Okay. Lets start first by checking the pod specification itself that was created. Can you confirm that the pod spec has the correct mounts?
Seems like it? Based on how I mounted the volumes on the runner
Looks like it's mounted properly?
Oh wait... this doc as has the runner running in the dagger namespace. https://archive.docs.dagger.io/0.9/488564/openshift-gitlab#step-2-configure-gitlab-runner
Introduction
I don't have it running in that namespace. I could try changing that
Namespace shouldn't be a problem.
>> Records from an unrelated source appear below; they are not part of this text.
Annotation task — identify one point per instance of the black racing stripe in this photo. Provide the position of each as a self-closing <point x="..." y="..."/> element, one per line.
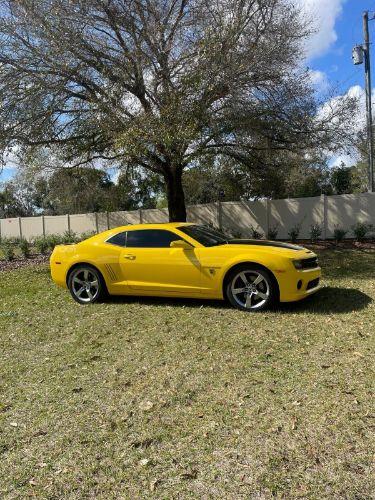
<point x="265" y="243"/>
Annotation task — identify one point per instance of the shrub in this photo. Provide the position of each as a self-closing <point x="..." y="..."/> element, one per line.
<point x="360" y="230"/>
<point x="339" y="234"/>
<point x="41" y="245"/>
<point x="257" y="235"/>
<point x="294" y="232"/>
<point x="272" y="232"/>
<point x="52" y="240"/>
<point x="315" y="232"/>
<point x="25" y="247"/>
<point x="7" y="247"/>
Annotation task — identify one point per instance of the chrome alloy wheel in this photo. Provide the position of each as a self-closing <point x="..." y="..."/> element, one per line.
<point x="85" y="285"/>
<point x="250" y="289"/>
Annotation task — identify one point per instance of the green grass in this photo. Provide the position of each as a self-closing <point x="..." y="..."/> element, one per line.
<point x="145" y="398"/>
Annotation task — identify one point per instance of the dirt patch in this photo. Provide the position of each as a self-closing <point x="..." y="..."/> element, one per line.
<point x="18" y="262"/>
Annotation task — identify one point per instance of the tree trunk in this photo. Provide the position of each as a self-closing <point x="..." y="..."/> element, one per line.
<point x="175" y="195"/>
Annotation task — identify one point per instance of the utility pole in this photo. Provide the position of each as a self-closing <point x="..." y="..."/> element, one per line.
<point x="362" y="53"/>
<point x="366" y="49"/>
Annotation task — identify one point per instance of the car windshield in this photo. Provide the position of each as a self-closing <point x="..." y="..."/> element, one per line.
<point x="206" y="236"/>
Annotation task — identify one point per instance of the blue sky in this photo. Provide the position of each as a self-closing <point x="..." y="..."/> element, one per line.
<point x="338" y="25"/>
<point x="332" y="44"/>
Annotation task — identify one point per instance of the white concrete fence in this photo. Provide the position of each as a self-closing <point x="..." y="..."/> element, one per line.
<point x="329" y="212"/>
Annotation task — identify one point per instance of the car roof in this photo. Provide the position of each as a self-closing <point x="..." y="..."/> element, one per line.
<point x="151" y="225"/>
<point x="130" y="227"/>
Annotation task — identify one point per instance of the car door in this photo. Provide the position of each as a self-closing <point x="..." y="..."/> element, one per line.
<point x="148" y="263"/>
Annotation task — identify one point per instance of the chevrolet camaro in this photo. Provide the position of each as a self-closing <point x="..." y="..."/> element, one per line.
<point x="185" y="260"/>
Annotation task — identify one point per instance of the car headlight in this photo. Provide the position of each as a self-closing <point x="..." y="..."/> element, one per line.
<point x="297" y="264"/>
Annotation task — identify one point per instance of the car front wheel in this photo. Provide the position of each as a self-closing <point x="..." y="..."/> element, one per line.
<point x="251" y="289"/>
<point x="86" y="284"/>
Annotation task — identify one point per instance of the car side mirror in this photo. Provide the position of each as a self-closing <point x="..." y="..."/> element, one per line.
<point x="181" y="244"/>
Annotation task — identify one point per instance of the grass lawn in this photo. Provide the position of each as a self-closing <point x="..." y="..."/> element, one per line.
<point x="140" y="398"/>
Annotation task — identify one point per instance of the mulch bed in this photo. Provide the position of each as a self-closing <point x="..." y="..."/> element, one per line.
<point x="22" y="262"/>
<point x="330" y="244"/>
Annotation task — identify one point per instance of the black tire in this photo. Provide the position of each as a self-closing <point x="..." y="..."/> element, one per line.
<point x="86" y="284"/>
<point x="251" y="288"/>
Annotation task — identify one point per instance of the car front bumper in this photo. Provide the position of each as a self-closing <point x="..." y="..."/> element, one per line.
<point x="298" y="284"/>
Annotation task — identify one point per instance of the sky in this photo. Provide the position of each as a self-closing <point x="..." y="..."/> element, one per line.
<point x="338" y="27"/>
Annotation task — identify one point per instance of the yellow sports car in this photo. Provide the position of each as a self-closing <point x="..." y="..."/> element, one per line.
<point x="185" y="260"/>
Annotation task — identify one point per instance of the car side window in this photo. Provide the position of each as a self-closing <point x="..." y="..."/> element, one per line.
<point x="150" y="238"/>
<point x="118" y="239"/>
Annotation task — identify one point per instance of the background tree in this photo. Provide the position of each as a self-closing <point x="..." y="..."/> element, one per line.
<point x="159" y="84"/>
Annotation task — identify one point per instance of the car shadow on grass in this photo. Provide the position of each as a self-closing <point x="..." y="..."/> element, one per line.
<point x="327" y="300"/>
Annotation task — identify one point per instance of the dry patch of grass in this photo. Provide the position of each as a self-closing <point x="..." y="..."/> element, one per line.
<point x="140" y="398"/>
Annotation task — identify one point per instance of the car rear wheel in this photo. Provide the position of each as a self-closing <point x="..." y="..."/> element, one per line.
<point x="251" y="289"/>
<point x="86" y="284"/>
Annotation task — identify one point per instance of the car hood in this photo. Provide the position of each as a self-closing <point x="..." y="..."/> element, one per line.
<point x="279" y="247"/>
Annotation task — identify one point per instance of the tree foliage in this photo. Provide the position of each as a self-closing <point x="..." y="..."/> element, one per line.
<point x="160" y="84"/>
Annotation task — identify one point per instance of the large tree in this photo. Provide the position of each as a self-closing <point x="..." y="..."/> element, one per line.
<point x="158" y="83"/>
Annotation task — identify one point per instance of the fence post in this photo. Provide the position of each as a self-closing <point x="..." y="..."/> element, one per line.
<point x="20" y="226"/>
<point x="325" y="216"/>
<point x="220" y="215"/>
<point x="268" y="209"/>
<point x="96" y="222"/>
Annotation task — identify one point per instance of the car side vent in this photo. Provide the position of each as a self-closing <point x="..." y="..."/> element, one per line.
<point x="111" y="272"/>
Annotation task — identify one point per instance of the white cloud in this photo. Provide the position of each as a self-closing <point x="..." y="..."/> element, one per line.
<point x="323" y="15"/>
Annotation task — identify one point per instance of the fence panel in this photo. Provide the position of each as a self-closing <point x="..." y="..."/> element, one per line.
<point x="82" y="223"/>
<point x="204" y="214"/>
<point x="238" y="217"/>
<point x="31" y="227"/>
<point x="123" y="218"/>
<point x="235" y="217"/>
<point x="56" y="224"/>
<point x="10" y="228"/>
<point x="345" y="210"/>
<point x="284" y="214"/>
<point x="156" y="215"/>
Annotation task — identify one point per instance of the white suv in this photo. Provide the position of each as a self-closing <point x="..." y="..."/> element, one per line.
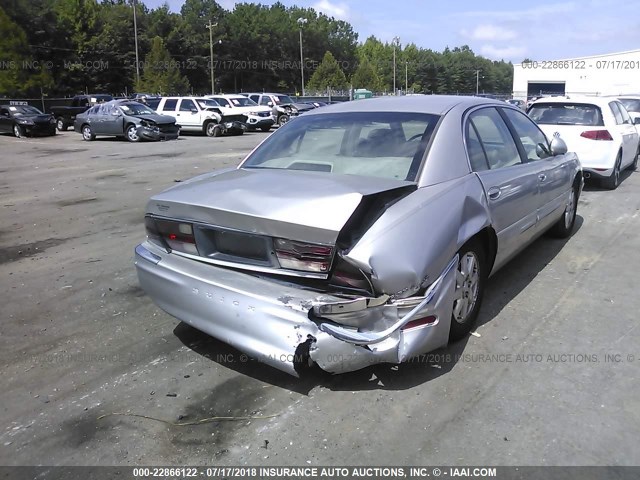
<point x="598" y="129"/>
<point x="193" y="114"/>
<point x="257" y="116"/>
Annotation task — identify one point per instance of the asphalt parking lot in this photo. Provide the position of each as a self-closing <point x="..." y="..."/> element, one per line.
<point x="551" y="376"/>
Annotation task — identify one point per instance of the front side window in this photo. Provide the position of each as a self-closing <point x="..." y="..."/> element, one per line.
<point x="531" y="137"/>
<point x="170" y="105"/>
<point x="496" y="140"/>
<point x="381" y="144"/>
<point x="631" y="104"/>
<point x="136" y="109"/>
<point x="187" y="106"/>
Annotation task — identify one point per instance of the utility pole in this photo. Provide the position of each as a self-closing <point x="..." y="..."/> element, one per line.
<point x="301" y="22"/>
<point x="406" y="77"/>
<point x="396" y="41"/>
<point x="210" y="27"/>
<point x="135" y="36"/>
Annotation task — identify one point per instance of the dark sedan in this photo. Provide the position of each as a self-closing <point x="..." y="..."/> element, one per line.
<point x="125" y="118"/>
<point x="24" y="120"/>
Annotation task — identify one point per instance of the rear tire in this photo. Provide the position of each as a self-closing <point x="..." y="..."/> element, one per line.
<point x="211" y="129"/>
<point x="564" y="226"/>
<point x="282" y="119"/>
<point x="612" y="182"/>
<point x="87" y="133"/>
<point x="132" y="133"/>
<point x="471" y="276"/>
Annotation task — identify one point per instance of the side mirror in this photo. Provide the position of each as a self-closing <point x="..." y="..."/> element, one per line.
<point x="558" y="146"/>
<point x="542" y="151"/>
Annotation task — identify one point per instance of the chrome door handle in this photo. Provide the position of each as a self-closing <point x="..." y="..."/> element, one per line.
<point x="494" y="193"/>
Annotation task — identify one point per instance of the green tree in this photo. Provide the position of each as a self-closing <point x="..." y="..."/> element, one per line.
<point x="366" y="76"/>
<point x="327" y="75"/>
<point x="161" y="73"/>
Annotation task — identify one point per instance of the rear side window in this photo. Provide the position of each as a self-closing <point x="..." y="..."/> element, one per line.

As long as the pod of the DaemonSet is running on the same node than the pod of the runner job it should work
Can you show the contents of the buildkit directory?
Workin on it
Looks like the dir is empty
The unix socket is definitely there on the dagger engine
Yeah, I don't know why the socket isn't getting mount there. Everywhere else I try to mount it, it seems to be working just fine. But inside the runner it has issues.
Ugh... I think I may have figured it out. I'll report back here in a few....
Yup.... I had to setup my runners to use affinity node selectors to run on the proper node. I thought I chekced this earlier. But this config seems to have done the trick.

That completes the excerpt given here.